第5話「庭に一人で居るなんて」

 ラウルの姿はすぐに見つかった。

 昨夜はちょっと怖い人なのかなと思ったけれど、陽の光の下で薔薇の根もとにうずくまって丁寧に肥料をまいている姿は、ただの純朴な青年に見えた。

 今が、殺人事件が起きてから半日しか経っていないという状況でなければ。


「犯人がまだ近くに居るかもしれないのに、建物の中ならまだしも庭に一人で居るなんて怖くないの?」

「別に」

「薔薇が好きなの?」

「仕事だ」

 無愛想に答えつつ、口もとは少し緩んで見えた。


 わたしは庭いっぱいに連なる生垣を見渡した。

 蕾はたくさんあるけれど、開いている花はまだなさそうだった。

「変な色ね。病気なの?」

「もともとこういう色なんだよ」

「じゃあ、白薔薇がくすんじゃってるわけじゃないの?」

「葉っぱは元気だろ?」

「そうみたいね。珍しいわね、赤や黄色は良く見るけれど、灰色の薔薇なんて」

「セレーネ・ローズ。月の女神の薔薇。貴重な品種だ」


 灰色自体は嫌いじゃない。

 というか昨夜から急に好きになった色だ。

 狼男さんの毛皮の色だから。

 でも。


「お屋敷の庭園を飾るのには地味な気が……あっ、ごめんなさいっ」

「昼間見ても、な。
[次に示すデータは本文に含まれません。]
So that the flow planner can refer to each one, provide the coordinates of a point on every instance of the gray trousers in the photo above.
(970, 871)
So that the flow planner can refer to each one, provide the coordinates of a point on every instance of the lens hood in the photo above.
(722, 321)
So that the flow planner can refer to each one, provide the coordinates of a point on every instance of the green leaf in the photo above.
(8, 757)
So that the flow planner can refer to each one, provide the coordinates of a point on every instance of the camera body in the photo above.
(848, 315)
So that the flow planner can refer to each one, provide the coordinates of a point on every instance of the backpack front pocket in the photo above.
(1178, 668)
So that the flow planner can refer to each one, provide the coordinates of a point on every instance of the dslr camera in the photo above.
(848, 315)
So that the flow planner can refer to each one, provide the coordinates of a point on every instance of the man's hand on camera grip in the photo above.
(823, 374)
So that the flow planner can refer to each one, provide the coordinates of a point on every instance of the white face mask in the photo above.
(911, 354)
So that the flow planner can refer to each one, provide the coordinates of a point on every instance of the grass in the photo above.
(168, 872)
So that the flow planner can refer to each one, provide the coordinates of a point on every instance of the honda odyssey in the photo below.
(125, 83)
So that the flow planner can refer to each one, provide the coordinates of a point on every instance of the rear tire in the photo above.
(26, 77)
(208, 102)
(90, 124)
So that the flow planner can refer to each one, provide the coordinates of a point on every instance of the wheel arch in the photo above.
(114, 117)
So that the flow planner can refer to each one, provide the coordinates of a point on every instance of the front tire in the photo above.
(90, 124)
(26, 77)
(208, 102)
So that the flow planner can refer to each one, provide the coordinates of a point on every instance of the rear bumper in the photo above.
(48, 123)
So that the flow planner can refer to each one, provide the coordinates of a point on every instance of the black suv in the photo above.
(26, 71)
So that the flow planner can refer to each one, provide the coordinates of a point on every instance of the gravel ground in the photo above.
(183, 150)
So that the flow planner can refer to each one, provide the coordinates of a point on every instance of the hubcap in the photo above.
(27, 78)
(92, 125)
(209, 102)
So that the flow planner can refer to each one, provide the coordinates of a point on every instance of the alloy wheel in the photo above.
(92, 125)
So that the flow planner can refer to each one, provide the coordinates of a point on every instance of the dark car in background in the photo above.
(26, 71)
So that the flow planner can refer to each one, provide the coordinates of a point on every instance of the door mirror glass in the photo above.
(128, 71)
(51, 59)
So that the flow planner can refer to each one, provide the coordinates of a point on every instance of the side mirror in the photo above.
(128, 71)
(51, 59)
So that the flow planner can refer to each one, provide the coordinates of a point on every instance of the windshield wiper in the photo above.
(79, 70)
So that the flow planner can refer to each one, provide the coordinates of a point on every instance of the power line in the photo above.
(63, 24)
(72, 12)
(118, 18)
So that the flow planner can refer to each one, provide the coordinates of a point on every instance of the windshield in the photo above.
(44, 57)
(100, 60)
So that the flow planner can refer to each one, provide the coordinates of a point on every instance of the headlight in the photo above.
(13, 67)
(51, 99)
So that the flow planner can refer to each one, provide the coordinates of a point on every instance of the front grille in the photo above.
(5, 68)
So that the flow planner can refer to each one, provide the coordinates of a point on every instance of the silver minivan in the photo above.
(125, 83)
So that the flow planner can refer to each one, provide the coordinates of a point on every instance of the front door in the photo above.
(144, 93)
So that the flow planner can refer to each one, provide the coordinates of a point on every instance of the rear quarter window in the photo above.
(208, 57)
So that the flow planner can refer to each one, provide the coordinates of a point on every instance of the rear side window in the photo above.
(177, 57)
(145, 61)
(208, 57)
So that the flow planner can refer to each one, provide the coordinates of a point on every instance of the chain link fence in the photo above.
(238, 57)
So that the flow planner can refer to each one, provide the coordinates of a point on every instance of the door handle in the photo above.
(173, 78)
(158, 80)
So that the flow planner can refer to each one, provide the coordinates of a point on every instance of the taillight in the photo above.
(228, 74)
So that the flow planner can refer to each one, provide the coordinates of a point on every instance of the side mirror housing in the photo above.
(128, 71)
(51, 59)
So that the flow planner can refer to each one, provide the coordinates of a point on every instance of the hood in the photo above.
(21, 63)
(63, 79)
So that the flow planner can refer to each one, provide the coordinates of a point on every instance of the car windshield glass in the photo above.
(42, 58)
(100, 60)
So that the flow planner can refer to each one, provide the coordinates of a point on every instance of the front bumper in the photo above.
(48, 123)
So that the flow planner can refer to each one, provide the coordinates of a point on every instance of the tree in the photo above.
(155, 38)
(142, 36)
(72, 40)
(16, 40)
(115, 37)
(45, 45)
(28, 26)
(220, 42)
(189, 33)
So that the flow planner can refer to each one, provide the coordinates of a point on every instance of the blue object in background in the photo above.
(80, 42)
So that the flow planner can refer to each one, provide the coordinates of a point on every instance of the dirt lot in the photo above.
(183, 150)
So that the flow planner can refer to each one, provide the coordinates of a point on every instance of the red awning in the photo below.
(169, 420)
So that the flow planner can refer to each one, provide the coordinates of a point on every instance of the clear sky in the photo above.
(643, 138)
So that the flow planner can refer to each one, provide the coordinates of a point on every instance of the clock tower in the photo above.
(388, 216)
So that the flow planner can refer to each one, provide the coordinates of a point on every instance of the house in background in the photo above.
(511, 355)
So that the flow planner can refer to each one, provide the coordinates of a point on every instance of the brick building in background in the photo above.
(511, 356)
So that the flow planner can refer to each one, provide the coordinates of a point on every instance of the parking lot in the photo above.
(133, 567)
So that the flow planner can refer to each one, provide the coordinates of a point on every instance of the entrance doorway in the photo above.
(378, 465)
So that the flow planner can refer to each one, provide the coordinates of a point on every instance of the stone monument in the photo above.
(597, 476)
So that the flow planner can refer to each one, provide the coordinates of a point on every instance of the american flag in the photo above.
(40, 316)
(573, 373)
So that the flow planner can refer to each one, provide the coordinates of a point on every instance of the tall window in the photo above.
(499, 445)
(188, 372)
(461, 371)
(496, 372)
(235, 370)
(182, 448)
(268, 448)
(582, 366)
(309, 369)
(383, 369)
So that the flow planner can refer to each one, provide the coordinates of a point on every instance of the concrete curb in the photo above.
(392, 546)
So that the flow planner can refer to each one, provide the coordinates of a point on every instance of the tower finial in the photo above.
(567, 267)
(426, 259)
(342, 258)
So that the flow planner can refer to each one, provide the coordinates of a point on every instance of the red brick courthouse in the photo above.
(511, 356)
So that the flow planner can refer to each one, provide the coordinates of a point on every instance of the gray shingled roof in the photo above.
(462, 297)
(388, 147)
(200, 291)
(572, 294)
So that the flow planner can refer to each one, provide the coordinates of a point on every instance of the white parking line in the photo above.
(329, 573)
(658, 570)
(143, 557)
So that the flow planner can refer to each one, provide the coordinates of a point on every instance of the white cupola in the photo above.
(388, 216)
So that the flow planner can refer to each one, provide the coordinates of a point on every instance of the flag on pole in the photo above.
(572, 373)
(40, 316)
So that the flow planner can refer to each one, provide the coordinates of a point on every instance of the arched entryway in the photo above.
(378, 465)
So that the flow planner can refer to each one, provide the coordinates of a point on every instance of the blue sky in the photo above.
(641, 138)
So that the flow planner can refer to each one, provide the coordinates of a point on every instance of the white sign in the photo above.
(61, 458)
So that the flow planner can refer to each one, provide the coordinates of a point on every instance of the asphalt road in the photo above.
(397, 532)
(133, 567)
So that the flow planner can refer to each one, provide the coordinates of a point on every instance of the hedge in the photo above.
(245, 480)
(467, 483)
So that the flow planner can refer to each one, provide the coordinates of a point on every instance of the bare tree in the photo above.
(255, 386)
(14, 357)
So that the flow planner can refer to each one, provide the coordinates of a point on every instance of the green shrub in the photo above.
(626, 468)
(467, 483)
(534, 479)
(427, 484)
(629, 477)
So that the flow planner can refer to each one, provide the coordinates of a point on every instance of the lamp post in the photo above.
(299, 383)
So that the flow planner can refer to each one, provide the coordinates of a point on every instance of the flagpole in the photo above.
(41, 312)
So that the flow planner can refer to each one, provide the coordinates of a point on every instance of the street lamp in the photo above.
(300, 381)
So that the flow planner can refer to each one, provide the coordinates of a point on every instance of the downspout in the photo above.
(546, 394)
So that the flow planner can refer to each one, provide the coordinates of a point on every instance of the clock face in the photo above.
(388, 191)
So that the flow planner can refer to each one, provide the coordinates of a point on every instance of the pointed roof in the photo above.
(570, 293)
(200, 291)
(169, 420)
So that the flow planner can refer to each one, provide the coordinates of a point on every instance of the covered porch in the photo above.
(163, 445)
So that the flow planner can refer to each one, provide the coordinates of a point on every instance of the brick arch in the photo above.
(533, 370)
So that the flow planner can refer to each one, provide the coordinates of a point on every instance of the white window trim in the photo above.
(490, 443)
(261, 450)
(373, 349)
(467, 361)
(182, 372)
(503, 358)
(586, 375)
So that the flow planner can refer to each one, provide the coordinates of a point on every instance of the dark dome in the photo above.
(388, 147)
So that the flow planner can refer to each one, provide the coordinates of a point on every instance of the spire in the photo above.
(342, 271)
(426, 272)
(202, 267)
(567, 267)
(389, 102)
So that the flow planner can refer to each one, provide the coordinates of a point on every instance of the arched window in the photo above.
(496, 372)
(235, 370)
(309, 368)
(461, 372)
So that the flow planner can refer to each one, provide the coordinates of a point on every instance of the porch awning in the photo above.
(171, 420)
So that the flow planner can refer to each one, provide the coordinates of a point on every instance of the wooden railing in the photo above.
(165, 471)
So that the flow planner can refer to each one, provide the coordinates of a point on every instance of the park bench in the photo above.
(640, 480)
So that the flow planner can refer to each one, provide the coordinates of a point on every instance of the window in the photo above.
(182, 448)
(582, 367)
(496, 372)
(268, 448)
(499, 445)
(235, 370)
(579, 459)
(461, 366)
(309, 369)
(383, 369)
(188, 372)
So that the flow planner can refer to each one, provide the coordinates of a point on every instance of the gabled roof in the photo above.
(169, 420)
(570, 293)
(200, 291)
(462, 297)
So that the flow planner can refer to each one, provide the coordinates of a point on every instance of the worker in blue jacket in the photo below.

陽の光は強すぎるから。けどな、花びらに独特の光沢があって、月の柔らかな光を反射するとブルーに輝いて見えるんだ」

「まあ! 青い薔薇!」


 そのすごさはわたしでもわかった。

 それは、わたしたちが生きている時代では存在しない薔薇の色。

 遠い未来に新しい技術でも誕生しない限り不可能だって言われてる色なのだ。


「うまく育てられればだけどな」

「難しいの?」

「とても」

「ふーん」

「ちょっとでも世話をサボるとすぐに枯れてしまうんだ」

「そうなんだ」

「肥料が多くても少なくても光沢が落ちるから毎日の細かい調整が必要だし、温度が高くても低くても弱ってしまうから一日がかりで日除けを作ったその日の夜に薔薇を暖めるために徹夜で焚き火をしたこともあったし、そこまでやっても雨の降りすぎみたいなどうしようもない理由で駄目になったりでうまく育たないことの方が多いんだけどな。

 今年はこれまでで最高の出来なんだ。

 だから、こんな時に花の世話なんて不謹慎って思われているんだろうけど、ここで手を抜くわけにはいかないんだよ」

 熱っぽく一気にまくし立てる。

 今までラウルには、無口な人なのかなって印象を持っていたから、ちょっと驚いた。


「大変なのね」

「セレーネ・ローズは奥様が子供の頃に品種改良で生まれてね、奥様のご実家の庭師が仕入れたけれど、咲く前に枯れてしまったんだ」

「まあ」

「奥様はとてもガッカリなされていたよ。この薔薇に子供時代の奥様は病弱な自分を重ねていらしたんだ。子供の頃って言ったって、俺から見れば大人だったけどな」

「ふーん?」

「病弱なのにおてんばで、無茶ばかりするお方だったよ」

「やけに詳しいのね? この別荘ってダイアナさまのご実家からは遠いのに」

「まあ……ね」

 ラウルの表情が少しかげって、触れられたくない空気を感じた。


「それで奥さまに頼まれてセレーネ・ローズを育てているの?」

 ダイアナさまは、結婚してからの五年間、おそらくはその以前から、この別荘を訪れてはいないはずなのに。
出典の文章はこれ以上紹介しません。